Home-community-wpcki.jpg The US apartment market is making a strong recovery. In fact, in six of the top markets, pricing has recovered to its peak-- reached in December 2007--or gone beyond it, according to Real Capital Analytics' Commercial Property Price Indices for second quarter 2012. The chart appears in RCA's US Capital Trends apartment report for August.   

The most significant thing about RCA's Commercial Property Price Indices, says Dan Fasulo, managing director at RCA, is that the top four markets--Boston, Seattle, San Francisco and Manhattan--are known for high tech and Boston has exceeded its peak pricing by 13%.

Although August can be a sleepy month for commercial real estate, this past August, sales of US apartment properties were $6.4 billion, rivaling May and June as the most active month this year, according to RCA, which only keeps tabs on properties worth $2.5 million or more.

Sales of garden apartment properties in August totaled $4.4 billion, up 76% year-over-year. while sales of mid and high-rise properties were down 26% year-over-year, according to RCA.

Still Hunter, III, senior vice president of investments at Marcus & Millichap in Ft. Lauderdale, says the reason that the sales volume for garden apartments was higher than that for mid and high-rise apartments "is that there are lots more garden apartments than mid and high-rise apartments  in the world."  There are fewer mid and high-rise apartments because rents need to be higher than for garden apartments since they are more expensive to operate, he says.

Nationally, cap rates in the apartment sector averaged 6.1% from May through August and average unit prices trended higher, although appreciation seems to have slowed during the summer months, according to RCA. With fewer trophy properties driving mid to high-rise volume and prices, average cap rates did go slightly higher in August.

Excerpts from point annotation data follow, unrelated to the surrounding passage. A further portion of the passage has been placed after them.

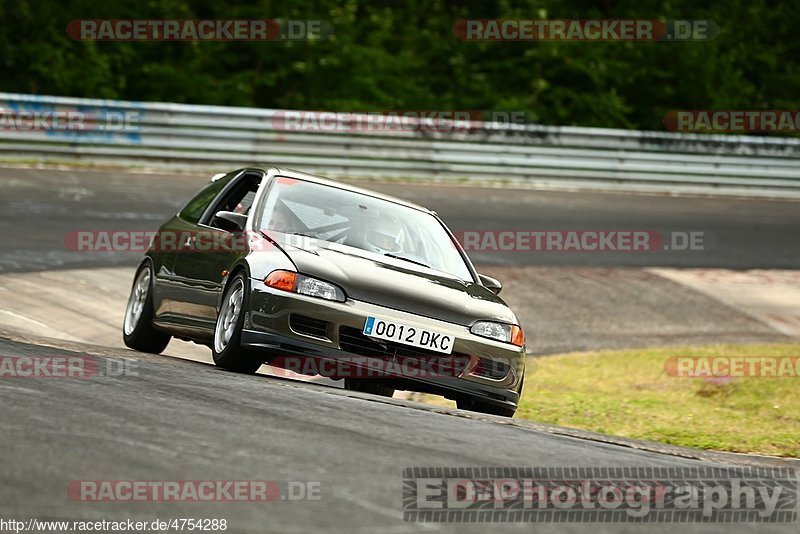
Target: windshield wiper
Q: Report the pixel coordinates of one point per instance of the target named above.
(407, 259)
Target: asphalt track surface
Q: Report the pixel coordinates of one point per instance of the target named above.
(173, 419)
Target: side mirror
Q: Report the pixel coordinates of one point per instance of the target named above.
(229, 221)
(492, 284)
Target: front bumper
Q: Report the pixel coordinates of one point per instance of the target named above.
(268, 328)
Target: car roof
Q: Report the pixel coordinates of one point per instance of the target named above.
(300, 175)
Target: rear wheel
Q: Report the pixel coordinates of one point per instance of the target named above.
(137, 329)
(226, 348)
(368, 386)
(468, 403)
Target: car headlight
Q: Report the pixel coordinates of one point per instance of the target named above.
(304, 285)
(507, 333)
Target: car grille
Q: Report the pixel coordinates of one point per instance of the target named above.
(492, 369)
(309, 326)
(354, 341)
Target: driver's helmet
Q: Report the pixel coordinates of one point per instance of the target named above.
(384, 235)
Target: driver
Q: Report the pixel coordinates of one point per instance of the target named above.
(280, 219)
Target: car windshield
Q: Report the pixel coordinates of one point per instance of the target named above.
(363, 222)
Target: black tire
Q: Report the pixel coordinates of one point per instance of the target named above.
(226, 347)
(368, 386)
(469, 403)
(138, 332)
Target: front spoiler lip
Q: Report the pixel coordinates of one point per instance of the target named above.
(288, 346)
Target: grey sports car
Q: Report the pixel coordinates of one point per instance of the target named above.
(283, 267)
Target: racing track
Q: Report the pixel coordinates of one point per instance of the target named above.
(178, 419)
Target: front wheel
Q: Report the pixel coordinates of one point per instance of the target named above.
(138, 332)
(226, 348)
(468, 403)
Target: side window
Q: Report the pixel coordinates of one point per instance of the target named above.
(240, 197)
(197, 206)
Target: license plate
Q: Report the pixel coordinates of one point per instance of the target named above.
(408, 335)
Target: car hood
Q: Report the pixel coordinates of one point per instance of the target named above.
(400, 285)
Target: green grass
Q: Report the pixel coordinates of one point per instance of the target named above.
(628, 393)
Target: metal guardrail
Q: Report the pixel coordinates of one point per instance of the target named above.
(216, 137)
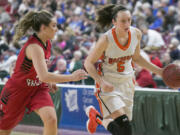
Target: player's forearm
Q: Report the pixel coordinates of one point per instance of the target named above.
(56, 78)
(148, 65)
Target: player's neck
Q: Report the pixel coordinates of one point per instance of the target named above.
(121, 34)
(43, 39)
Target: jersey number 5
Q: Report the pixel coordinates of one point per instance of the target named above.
(120, 66)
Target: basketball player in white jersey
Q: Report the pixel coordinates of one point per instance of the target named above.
(117, 48)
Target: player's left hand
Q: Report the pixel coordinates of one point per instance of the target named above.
(53, 88)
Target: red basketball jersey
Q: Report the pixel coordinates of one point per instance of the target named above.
(24, 75)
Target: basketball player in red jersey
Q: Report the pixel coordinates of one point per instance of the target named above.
(117, 48)
(27, 88)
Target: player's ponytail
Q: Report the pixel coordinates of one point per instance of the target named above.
(34, 20)
(107, 13)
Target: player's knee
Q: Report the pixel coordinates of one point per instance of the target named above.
(124, 124)
(50, 120)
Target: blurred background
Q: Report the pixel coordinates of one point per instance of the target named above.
(159, 21)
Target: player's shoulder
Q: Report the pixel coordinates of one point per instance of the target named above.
(138, 31)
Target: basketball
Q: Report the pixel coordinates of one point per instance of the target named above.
(171, 75)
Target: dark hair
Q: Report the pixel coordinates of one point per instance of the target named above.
(107, 13)
(34, 20)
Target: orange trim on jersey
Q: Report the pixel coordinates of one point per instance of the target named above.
(97, 97)
(123, 47)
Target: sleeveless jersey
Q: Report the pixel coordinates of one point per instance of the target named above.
(24, 75)
(117, 60)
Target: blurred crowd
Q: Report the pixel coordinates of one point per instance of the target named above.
(159, 21)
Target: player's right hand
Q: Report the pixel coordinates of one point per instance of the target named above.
(79, 75)
(106, 86)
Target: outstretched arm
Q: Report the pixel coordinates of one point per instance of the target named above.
(36, 54)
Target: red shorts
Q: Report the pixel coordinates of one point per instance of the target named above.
(13, 103)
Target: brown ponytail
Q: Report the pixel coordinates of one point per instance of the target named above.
(107, 13)
(34, 20)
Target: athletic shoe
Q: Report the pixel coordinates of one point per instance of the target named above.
(94, 120)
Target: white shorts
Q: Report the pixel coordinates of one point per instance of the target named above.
(121, 97)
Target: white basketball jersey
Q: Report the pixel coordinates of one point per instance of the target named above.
(117, 60)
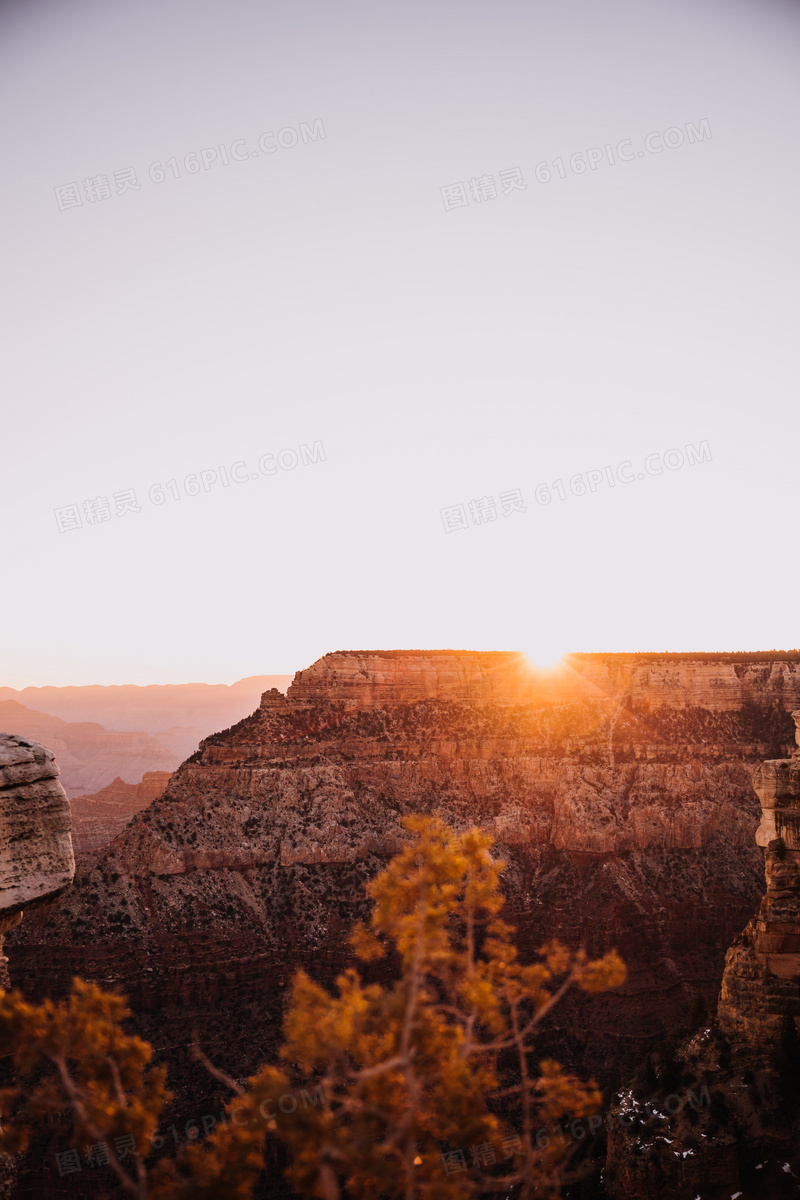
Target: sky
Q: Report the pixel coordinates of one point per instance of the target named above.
(400, 325)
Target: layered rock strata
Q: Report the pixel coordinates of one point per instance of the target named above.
(621, 804)
(741, 1137)
(98, 819)
(762, 976)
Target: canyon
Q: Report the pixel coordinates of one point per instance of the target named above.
(619, 790)
(98, 819)
(89, 756)
(731, 1126)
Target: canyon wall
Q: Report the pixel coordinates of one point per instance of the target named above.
(619, 790)
(98, 819)
(89, 756)
(154, 708)
(741, 1135)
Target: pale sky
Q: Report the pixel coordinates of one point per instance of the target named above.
(444, 348)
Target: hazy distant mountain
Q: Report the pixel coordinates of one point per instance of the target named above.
(89, 756)
(180, 711)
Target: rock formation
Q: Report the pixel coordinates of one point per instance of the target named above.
(198, 708)
(745, 1140)
(36, 862)
(619, 790)
(762, 977)
(90, 756)
(98, 819)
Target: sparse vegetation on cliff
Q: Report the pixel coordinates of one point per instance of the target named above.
(431, 1085)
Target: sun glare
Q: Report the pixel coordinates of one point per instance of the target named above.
(546, 657)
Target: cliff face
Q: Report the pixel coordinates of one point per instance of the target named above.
(98, 819)
(36, 861)
(746, 1141)
(196, 707)
(619, 791)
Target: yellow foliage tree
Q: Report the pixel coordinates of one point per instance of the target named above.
(410, 1072)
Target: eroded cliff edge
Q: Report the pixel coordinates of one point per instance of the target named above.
(741, 1137)
(619, 792)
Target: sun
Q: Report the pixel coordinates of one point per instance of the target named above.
(546, 655)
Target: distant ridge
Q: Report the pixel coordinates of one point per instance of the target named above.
(198, 708)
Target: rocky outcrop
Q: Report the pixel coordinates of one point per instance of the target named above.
(623, 807)
(36, 859)
(745, 1139)
(762, 977)
(160, 709)
(98, 819)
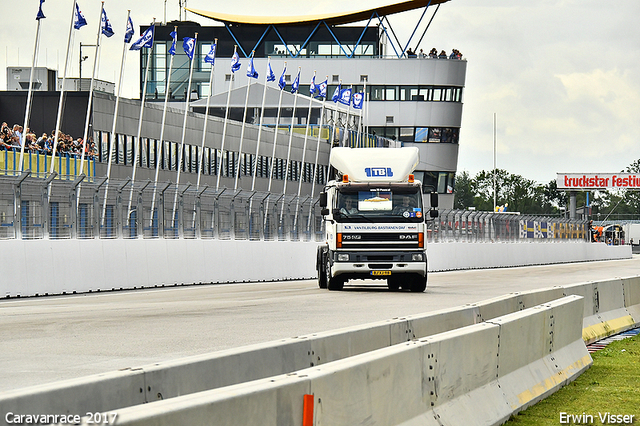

In South Florida, "Class A multi-family properties can trade for a 4 cap, as high as a 6 cap for a B apartment asset and even a 9 cap for a low C asset," says Hunter. These cap rates are about the same as a year ago, although maybe slightly lower, but prices per unit have increased because there are higher rents, less vacancies, no concessions and ancillary income from apartment properties in South Florida, he says.

In South Florida, there are fewer distress sales in the apartment market, a greater demand for product and more favorable financing, which drives values, says Hunter. Most distressed deals have been worked through and for the ones that are still around, there is enough demand that they are no longer trading at a big discount, he says.

"I have a deal now called Lakeside Villas at Kendall, a 190-unit development, which was a failed condominium conversion," says Hunter. "The development, which is now stabilized, is in bankruptcy and will be sold at auction on October 9th for about $15 million, or $79,000 per unit, which is a market price," he says. The way that Hunter knows that he will get a good price? "There is a stalking horse bidder who will pay $14,250,000 for the whole development," he says. "A year ago, we had offers for millions less," says Hunter.

The rental market in South Florida is very strong, says Hunter. "Rents (in South Florida) will continue to grow as the economy improves although maybe not at the same pace," as over the last year or so.